Türkiye Cumhuriyeti devleti bir hukuk devleti her şey kanunlar çerçevesinde yapılabilir. Soruşturma kısmıyla, kovuşturma kısmıyla ve infaz kısmıyla ilgili düzenlemeler hedefimizde var. Bunları takdir edecek olan Meclis’imiz. İnfaz düzenlemesi ile ilgili kamuoyunda konuşulan yanlış anlamalar var. Hukukumuzda özel infaz usülleri var. Konutta infaz, geceleyin infaz, hafta sonu infaz şeklinde tabi bunların özellikle infaz usüllerinin uygulanabilmesi için belli ceza miktarının altında olması gereken suçlar. Burada kasten işlenen suçlar bakımından 1.5 yılın altındaki suçlarda konutta infaz olabiliyor. Dolayısıyla zaten 2 yılın altındaki suçlar bakımından koşullu salıverme ve denetimli serbestlik uygulanabildiği için uygulama kabiliyeti yok. Bu eşiği biraz daha artırarak genel bir uygulama kişilere özel bir uygulama söz konusu değil. Özellikle şunu ifade edelim ceza adaletine, evrensel kurallara bugüne kadar yaptığımız reformlar çerçevesinde yapılabilecekleri yapmaya devam edeceğiz. Zaten yargı reformu belgemizde de bu hususlara değindik. Terörsüz Türkiye sürecinin kesintiye uğramaması için bazı partilerin sorumluluk makamındaki kişilerin çok daha yapıcı davranması lazım. ‘Top iktidarda’ açıklamaları sürece fayda sağlamaz. Burada bir pazarlık kesinlikle söz konusu olamaz. İmralı’nın çağrısı açık, terörist başının terör örgütüne yönelik ifadeleri ortada. Terör örgütünün bir an önce kendini feshetmesi silahları bırakmasına yönelik bir çağrı şu anda beklenilen bu. Tüm odaklanılan nokta da terör örgütünün kendini feshetmesi."

Esila Ayık ve diğer tutuklu genç öğrencilere ilişkin soruları yanıtlayan Tunç, şunları kaydetti:

"Hükümlülerin sağlığı ve devlete emanet olduğunu da unutmamak lazım"

"Sağlık durumuyla ilgili sosyal medyada ‘hastaneye kaldırıldı’ gibi bazı haberler de çıktı. Böyle bir durumun olmadığı ortaya çıktı. Burada cezaevlerindeki hastaların tutuklu ya da hükümlü hangi şartlarda tedavilerinin nasıl yapılacağı belli.
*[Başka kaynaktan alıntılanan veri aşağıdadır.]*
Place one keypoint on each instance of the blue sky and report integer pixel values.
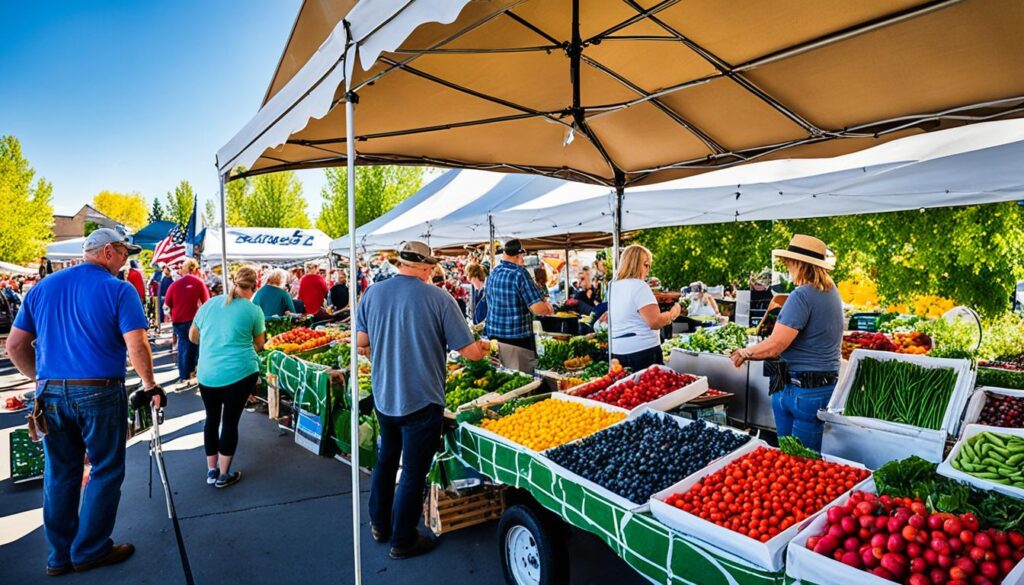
(136, 95)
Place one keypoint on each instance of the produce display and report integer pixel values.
(649, 385)
(556, 356)
(646, 455)
(765, 492)
(900, 391)
(614, 374)
(912, 342)
(298, 339)
(479, 378)
(1000, 410)
(552, 422)
(1000, 374)
(723, 340)
(337, 356)
(918, 478)
(897, 539)
(994, 457)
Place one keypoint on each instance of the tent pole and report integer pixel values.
(566, 267)
(616, 228)
(353, 367)
(223, 235)
(491, 232)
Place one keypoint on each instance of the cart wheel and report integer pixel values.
(531, 552)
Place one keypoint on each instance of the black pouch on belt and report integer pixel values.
(778, 374)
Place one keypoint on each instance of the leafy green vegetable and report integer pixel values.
(916, 478)
(793, 446)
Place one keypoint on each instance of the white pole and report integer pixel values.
(353, 374)
(223, 236)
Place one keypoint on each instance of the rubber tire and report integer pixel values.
(550, 545)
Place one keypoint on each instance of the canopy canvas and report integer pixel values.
(461, 206)
(66, 250)
(268, 244)
(630, 92)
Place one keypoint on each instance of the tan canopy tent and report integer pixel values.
(641, 91)
(621, 92)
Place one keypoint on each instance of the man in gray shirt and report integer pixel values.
(409, 326)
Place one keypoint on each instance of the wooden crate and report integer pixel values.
(443, 512)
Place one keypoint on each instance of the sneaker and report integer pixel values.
(422, 545)
(380, 535)
(118, 553)
(229, 479)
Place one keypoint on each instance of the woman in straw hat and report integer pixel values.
(807, 340)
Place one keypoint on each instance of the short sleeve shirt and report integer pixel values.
(630, 333)
(412, 326)
(79, 317)
(511, 291)
(225, 340)
(818, 318)
(273, 300)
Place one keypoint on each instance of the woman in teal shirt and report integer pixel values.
(228, 331)
(272, 297)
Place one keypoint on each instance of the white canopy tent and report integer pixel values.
(67, 250)
(969, 165)
(460, 207)
(268, 244)
(10, 268)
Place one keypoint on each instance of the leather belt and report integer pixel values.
(92, 382)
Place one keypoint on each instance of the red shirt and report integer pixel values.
(312, 291)
(184, 297)
(135, 279)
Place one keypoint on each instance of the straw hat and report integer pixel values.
(808, 249)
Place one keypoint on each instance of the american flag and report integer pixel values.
(170, 250)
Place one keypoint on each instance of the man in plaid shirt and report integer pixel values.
(512, 296)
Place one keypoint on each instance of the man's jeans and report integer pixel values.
(413, 439)
(82, 420)
(187, 351)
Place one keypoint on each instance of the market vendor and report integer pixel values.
(807, 339)
(701, 303)
(512, 296)
(409, 326)
(636, 321)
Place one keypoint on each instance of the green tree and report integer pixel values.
(237, 195)
(210, 215)
(126, 208)
(179, 204)
(275, 202)
(156, 211)
(378, 190)
(26, 206)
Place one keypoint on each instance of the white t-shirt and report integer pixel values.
(630, 333)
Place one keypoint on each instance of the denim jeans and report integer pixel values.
(82, 420)
(187, 351)
(414, 439)
(796, 412)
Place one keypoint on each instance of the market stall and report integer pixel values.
(823, 81)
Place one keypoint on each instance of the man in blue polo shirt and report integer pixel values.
(512, 300)
(84, 321)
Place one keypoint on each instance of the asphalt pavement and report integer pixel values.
(289, 520)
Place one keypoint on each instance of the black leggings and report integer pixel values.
(229, 401)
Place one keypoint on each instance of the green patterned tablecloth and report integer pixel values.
(648, 546)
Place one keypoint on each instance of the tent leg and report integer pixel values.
(616, 228)
(223, 235)
(353, 373)
(491, 245)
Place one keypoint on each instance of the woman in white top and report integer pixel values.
(636, 321)
(701, 303)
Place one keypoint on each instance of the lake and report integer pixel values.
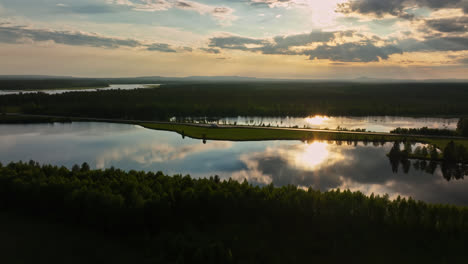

Dolayısıyla bu şartlar sürekli cezaevi doktorları tarafından kontrol edilen, gerekirse hastaneye sevk edilen durumlar söz konusu olabiliyor. Dolayısıyla hükümlülerin sağlığı ve devlete emanet olduğunu unutmamak lazım. Onların özellikle sağlık şartlarını korumak gerekiyor. Bu konudaki talepleri zaten ilgili cezaevi idarelerimiz ve sonunda hastane ve adli tıp raporlarıyla onaylanarak devam eden süreçler bunlar."

"Yargıda memnuniyeti sağlayabilmek için daha güçlü hukukçuların sisteme katılması lazım"

Meslekte Yükselme sınavları mülakatlarında adaletsizlik iddialarına ilişkin konuşan Tunç, “Bir kanun düzenlemesi yaptık. Mülakatın değerini azaltan bir düzenlemeyi biz daha geçen ay Meclis’te yaptık. 1000 hakim alınacaksa 3 bin kişi mülakata çağrılıyordu biz bunu 2 bine indirdik, neden? Daha başarılılar yazılıda daha başarılı olmuş kişiler bu noktada daha önde değerlendirilsin diye. Bizim niyetimiz daha liyakatli, daha kaliteli. Çünkü yargıda memnuniyeti sağlayabilmek için daha güçlü hukukçuların sisteme katılması lazım. Onun için hukuk meslekleri sınavını uygulamaya koyduk. Onun için hakim-savcı yardımcılığını sistemini uygulamaya koyduk. Dolayısıyla ehliyet liyakat bizim için önemli. Biz şu geleneği de biliyoruz, Hasan Bey’in geldiği gelenek, '3 bin hakim aldım kendi örgütümden almasaydım da başka yerden mi alsaydım diye' de. Biz o gelenekten gelmiyoruz. Bizim için ehliyet likayat önemli" ifadesini kullandı.